Kelak, sekitar tahun 2007 Grup Djarum menguasai BCA sepenuhnya usai membeli 92,18 persen saham Farallon di Farindo Investment. Adapun Farindo Investment merupakan perusahaan patungan Grup Djarum melalui Alaerka dan Farallon.

Tak hanya utang BCA, Kwik juga menyoroti utang Grup Salim sebesar Rp52,7 triliun. Karena tak punya uang tunai, utang ini dibayar dengan skema Pelunasan Kewajiban Pemegang Saham (PKPS) berupa uang tunai Rp100 miliar dan 108 perusahaan.

Di sini, keanehan kembali muncul. Penilaian 108 perusahaan itu menghasilkan dua versi yang jauh berbeda. Konsorsium Danareksa-Bahana-Lehman Brothers menaksir nilainya Rp51,9 triliun, sementara Price Waterhouse Coopers (PwC) hanya menilai Rp20 triliun.

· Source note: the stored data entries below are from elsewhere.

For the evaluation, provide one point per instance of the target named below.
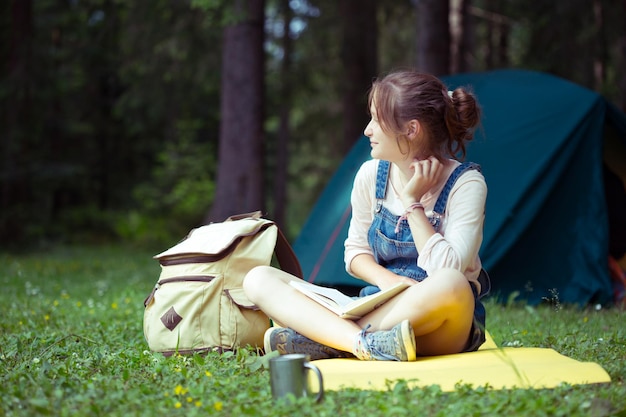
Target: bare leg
(440, 309)
(269, 289)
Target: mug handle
(315, 369)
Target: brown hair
(448, 122)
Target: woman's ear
(413, 129)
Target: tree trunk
(359, 52)
(14, 107)
(433, 36)
(284, 131)
(239, 186)
(467, 38)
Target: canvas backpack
(198, 303)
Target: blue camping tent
(541, 149)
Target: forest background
(136, 121)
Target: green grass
(71, 344)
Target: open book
(343, 305)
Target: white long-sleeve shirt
(461, 232)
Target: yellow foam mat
(497, 368)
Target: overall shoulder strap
(382, 176)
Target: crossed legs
(439, 308)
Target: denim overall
(397, 251)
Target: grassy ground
(71, 344)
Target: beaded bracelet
(408, 211)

Perbedaan ini konon karena pandangan makroekonomi yang berbeda. Tapi yang jelas, pemerintah akhirnya menerima Rp20 triliun, yang berarti recovery rate-nya hanya sekitar 34 persen.

DPR Belum Mau Bergerak

Lalu bagaimana respons DPR? Wakil Ketua DPR-RI Sufmi Dasco Ahmad mengaku belum mendalami kasus ini. 

"Saya belum bisa berkomentar lebih jauh, karena hanya itu yang saya tahu," katanya, merujuk pada penjualan BCA oleh Badan Penyehatan Perbankan Nasional (BPPN).

Dasco juga menyebut Komisi III DPR belum memiliki rencana untuk mengusut perkara ini.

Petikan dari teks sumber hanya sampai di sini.